Lewis Mills

Personal information
- Full name: Lewis Mills
- Born: 30 May 1989 (age 35) Cardiff, Glamorgan, Wales

Playing information
- Position: Prop
Club
| Years | Team | Pld | T | G | FG | P |
| 2009 | Crusaders | 4 | 0 | 0 | 0 | 0 |
| 2010–11 | South Wales Scorpions | 27 | 5 | 0 | 0 | 20 |
|  | Total | 31 | 5 | 0 | 0 | 20 |
Representative
| Years | Team | Pld | T | G | FG | P |
| 2009–2010 | Wales | 3 | 0 | 0 | 0 | 0 |
- Source: rleague.com As of 26 January 2010

= Lewis Mills (rugby league) =

Wales international rugby league footballer

Lewis Mills (born 30 May 1989) is a Wales international rugby league footballer who played for the Crusaders in the Super League. He signed for the Crusaders, then Celtic Crusaders in 2008, after coming through the youth ranks at the Newport Titans. Mills' position of preference is . Mills made his Super League début in 2009's Super League XIV, coming off the bench in a round 24 loss away to Wakefield Trinity Wildcats. He played on three more occasions, all of which were substitute appearances.

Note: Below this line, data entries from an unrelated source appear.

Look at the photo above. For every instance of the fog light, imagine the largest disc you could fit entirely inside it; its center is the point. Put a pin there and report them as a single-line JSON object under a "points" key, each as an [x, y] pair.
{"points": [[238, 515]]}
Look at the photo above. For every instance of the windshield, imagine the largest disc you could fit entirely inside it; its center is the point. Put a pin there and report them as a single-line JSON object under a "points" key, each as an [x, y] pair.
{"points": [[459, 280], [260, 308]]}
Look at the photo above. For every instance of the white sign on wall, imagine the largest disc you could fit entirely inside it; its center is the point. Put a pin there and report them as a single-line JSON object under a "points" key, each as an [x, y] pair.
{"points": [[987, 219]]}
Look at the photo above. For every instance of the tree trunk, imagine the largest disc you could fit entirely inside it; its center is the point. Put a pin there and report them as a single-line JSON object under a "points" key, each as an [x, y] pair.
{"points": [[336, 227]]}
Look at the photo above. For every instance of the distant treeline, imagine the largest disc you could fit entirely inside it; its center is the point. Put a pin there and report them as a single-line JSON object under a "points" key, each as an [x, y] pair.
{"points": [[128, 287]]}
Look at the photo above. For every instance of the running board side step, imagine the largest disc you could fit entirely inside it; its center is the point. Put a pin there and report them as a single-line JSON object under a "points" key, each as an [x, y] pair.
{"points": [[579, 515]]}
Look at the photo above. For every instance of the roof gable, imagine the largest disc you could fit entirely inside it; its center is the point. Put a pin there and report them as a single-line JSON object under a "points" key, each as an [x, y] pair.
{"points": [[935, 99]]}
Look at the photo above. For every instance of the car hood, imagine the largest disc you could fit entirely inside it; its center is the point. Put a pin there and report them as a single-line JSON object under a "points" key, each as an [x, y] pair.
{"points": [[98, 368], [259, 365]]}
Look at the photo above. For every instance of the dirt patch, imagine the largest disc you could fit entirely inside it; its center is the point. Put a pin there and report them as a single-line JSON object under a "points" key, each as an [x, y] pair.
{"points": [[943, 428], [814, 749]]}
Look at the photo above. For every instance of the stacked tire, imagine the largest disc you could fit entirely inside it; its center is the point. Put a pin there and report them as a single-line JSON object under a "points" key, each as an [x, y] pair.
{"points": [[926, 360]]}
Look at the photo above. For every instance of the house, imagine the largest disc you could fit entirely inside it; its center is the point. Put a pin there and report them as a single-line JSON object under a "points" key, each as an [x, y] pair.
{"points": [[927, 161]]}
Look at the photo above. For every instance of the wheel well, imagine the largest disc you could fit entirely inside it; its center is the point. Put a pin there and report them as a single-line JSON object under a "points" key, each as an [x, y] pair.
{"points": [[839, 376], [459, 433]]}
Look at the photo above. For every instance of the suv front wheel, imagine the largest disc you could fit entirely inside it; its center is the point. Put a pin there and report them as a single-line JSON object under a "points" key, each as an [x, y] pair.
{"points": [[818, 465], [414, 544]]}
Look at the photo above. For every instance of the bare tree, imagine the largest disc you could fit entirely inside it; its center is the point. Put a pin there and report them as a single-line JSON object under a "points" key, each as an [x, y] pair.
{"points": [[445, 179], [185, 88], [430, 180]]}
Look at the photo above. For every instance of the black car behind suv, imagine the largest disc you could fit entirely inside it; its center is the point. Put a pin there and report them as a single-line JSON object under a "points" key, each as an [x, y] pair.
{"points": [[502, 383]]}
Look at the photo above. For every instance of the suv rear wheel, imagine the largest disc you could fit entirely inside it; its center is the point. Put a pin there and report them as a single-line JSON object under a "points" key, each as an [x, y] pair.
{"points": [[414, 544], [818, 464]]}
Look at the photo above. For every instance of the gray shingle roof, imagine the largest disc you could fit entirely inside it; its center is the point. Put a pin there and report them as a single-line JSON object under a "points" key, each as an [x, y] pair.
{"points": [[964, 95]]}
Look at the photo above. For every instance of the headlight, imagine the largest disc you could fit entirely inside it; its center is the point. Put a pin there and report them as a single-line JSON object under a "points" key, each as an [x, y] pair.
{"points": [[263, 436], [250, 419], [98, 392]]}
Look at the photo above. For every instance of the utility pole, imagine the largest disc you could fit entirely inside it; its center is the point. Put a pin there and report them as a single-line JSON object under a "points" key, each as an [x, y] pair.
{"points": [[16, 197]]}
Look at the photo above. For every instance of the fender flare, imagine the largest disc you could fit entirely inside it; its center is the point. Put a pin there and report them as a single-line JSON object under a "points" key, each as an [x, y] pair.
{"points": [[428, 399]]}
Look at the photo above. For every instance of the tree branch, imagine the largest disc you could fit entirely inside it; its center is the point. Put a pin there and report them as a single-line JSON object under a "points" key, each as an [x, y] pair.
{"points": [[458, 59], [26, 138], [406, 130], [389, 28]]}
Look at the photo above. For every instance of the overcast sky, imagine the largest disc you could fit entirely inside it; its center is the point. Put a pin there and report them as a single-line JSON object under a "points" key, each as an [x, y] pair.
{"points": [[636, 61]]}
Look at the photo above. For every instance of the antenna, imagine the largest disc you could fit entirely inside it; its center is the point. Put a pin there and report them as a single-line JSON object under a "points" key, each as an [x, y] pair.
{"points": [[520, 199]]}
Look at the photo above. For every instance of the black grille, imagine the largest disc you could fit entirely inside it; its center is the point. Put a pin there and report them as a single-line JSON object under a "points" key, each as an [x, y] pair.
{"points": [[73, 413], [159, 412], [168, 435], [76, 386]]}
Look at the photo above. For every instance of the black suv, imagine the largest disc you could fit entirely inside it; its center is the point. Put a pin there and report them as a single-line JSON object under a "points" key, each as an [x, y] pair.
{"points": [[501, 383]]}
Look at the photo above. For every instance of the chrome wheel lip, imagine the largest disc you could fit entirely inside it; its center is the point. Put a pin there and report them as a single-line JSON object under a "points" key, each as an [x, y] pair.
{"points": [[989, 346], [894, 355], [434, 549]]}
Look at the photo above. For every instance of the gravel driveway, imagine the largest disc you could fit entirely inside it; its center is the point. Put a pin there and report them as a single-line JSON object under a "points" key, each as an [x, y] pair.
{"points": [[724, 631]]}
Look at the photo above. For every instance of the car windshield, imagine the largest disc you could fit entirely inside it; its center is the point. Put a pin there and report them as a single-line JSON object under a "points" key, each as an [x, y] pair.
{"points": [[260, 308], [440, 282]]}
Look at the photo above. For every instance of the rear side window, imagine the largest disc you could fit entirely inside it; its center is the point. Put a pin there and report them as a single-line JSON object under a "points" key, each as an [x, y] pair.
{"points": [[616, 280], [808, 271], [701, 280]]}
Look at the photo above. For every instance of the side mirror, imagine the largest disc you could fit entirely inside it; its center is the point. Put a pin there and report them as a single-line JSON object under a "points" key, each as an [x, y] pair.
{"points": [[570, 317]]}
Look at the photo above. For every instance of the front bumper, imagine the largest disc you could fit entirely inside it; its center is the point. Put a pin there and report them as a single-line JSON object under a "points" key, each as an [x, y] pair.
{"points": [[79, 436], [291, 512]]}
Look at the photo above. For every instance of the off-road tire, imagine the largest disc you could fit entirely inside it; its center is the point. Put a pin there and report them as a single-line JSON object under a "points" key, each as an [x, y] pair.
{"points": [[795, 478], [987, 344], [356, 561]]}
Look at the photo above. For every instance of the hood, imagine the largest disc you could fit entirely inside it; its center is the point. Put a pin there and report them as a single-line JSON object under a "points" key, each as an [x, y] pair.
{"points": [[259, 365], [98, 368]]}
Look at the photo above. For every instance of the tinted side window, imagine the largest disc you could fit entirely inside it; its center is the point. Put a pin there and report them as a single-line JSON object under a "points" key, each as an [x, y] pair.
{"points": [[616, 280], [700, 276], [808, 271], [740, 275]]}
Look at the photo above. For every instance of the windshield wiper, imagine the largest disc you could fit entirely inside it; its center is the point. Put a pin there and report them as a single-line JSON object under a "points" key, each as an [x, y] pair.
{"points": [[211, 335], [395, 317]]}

Mills also gained national honours, playing for his native Wales in their European Cup success in 2009.
Mills was dual registered with the South Wales Scorpions in the Championship 1 during the 2010 season before signing for the Scorpions in January 2011.

==Background==
Lewis Mills was born in Cardiff, Glamorgan, Wales.